Dice el necio en su corazón: no hay Dios.
(Salmo 14,1)
El mal de la civilización occidental actual es mucho más hondo y más terrible de lo que nos parece y no puede curarse con simples emplastes. La causa principal está en la ausencia de Dios, en la falta religión de la sociedad, en la poca vivencia de la fe católica en general.
Mons. Tihamér Tóth
¿Sabéis qué inscripción lleva la Universidad mahometana del Cairo? Con cierta envidia y vergüenza lo repito: la Universidad mahometana. Pues lleva esta inscripción: "La química es importante, pero es más importante Dios".
Sí; necesitamos la química, la técnica, la industria, la agricultura, el pan, los trajes, la higiene, el rayo del sol..., pero por encima de todo: necesitamos a Dios. Porque el que espera la luz tan sólo del sol, quedará a oscuras cada noche; mientras que el que tiene por sol a Dios, verá una luz eterna.
Estamos enfermos, todos lo sentimos. Pero ¿no creéis que el mundo está enfermo justamente porque está lejos de Dios, porque se separó de Él? Cuando en los países norteños los hombres han de estar durante algunas semanas separados del sol que se esconde debajo del horizonte, se sienten presa de un gran abatimiento, de una profunda melancolía. Este es el abatimiento, esta es la melancolía que roe a la humanidad de hoy; porque se ha apartado del verdadero Sol de la vida.

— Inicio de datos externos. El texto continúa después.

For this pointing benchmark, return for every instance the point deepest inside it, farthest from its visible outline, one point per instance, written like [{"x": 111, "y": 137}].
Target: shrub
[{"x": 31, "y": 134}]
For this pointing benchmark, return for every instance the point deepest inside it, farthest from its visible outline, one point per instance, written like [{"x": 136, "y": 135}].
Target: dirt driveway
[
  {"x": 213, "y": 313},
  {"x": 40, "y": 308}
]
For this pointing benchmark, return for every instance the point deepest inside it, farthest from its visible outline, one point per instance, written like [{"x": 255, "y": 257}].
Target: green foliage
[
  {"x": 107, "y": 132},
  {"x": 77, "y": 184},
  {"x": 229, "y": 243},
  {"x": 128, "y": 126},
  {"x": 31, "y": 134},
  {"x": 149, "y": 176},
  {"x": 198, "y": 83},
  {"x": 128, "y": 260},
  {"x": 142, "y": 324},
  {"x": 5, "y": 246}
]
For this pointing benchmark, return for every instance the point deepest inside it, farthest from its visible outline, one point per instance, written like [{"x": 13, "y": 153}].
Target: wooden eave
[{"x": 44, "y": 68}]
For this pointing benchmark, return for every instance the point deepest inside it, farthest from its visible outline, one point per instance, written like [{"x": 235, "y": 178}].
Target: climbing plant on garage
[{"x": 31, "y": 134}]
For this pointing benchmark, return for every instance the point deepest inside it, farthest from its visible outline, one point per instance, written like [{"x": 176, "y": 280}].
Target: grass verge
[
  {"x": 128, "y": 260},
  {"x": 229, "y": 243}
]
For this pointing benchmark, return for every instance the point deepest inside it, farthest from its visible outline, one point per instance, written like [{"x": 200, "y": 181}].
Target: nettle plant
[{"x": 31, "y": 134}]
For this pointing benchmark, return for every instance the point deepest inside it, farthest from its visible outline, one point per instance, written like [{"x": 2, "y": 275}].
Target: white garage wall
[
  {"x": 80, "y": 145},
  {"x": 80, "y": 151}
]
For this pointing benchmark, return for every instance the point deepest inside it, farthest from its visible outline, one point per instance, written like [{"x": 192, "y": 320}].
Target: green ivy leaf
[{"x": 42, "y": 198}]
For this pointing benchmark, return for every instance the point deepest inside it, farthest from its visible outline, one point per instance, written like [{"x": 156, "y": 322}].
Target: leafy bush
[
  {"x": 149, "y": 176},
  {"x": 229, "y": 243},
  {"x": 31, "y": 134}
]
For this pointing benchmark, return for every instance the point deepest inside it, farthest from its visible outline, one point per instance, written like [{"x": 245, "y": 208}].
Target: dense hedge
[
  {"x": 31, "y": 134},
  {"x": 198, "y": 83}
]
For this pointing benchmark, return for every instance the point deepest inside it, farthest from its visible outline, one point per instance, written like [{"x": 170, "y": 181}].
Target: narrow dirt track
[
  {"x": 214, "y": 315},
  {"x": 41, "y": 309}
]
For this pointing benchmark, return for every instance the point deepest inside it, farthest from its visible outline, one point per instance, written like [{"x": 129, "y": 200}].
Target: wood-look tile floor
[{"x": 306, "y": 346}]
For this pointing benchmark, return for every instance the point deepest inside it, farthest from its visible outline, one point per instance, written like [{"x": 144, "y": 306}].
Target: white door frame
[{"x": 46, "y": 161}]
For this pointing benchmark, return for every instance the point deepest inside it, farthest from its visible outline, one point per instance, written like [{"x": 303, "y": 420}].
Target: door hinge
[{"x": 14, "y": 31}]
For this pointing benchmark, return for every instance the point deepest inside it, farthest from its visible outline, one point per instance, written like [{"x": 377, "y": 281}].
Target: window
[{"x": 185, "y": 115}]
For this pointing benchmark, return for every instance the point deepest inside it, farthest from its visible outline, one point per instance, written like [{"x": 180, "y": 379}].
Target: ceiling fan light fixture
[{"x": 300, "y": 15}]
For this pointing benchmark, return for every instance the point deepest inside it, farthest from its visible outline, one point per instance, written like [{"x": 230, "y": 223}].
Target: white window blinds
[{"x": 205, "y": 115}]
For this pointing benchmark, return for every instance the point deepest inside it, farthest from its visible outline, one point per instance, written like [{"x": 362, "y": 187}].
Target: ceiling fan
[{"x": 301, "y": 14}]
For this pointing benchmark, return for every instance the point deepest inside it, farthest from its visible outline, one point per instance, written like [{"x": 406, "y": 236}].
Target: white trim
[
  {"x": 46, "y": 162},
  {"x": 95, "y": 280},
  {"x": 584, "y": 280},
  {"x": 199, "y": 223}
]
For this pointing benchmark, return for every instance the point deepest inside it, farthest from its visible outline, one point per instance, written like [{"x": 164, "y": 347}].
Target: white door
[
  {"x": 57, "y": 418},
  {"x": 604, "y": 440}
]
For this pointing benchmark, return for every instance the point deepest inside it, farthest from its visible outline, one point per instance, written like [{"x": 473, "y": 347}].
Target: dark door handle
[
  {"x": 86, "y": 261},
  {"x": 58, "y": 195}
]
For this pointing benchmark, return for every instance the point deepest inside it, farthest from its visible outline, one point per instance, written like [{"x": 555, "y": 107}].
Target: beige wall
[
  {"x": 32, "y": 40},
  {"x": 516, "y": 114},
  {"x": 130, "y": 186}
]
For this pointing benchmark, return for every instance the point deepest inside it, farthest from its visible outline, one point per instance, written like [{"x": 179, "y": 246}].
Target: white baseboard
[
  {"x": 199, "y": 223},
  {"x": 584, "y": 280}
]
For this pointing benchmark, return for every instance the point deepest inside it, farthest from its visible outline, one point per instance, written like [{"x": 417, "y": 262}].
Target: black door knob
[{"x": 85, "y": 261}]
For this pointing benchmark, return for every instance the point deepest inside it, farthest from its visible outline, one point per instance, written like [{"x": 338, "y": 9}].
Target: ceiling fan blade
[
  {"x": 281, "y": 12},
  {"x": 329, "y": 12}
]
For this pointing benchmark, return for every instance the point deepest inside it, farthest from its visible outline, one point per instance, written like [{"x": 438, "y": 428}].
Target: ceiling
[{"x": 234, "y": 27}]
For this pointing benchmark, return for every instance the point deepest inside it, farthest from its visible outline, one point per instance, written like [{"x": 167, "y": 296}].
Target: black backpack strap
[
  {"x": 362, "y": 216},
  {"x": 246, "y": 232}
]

Los árabes tienen una hermosa leyenda respecto al llanto del Sahara. Cuando en las noches tranquilas y estrelladas una suave brisa corre por el inmenso y árido desierto y hace chocar millones de millones de arenillas, el ruido del choque parece el lastimero gemir de una gigantesca fiera que, gravemente herida, agoniza.
"¿Lo oís? —pregunta entonces el guía árabe a la caravana—. ¡El desierto llora! Se queja de haber sido trocado en desierto estéril; llora los jardines pomposos, las ondulantes mieses, los sonrientes frutos de que estaba cargado un día, antes de quemarse, antes de secarse, antes de trocarse en desierto".
Almas secas, almas de desierto son también los hombres incrédulos. Acaso quieran disimular en el exterior, fingir que todo está en orden. Pero cuando en el silencio de las sombras, en noche de insomnio, se dan a meditar, y sube por su garganta el sollozo del alma, convertida en desierto por la incredulidad, entonces lloran las alegrías marchitas de la vida, las alegrías que se perdieron sin esperanza. ¡Sí; creo en Dios..., creo en Dios!
Mons. Tihamér Tóth, Creo en Dios (Razonemos Nuestra Fe 1), Editorial Poblet, Buenos Aires 1942, p. 317.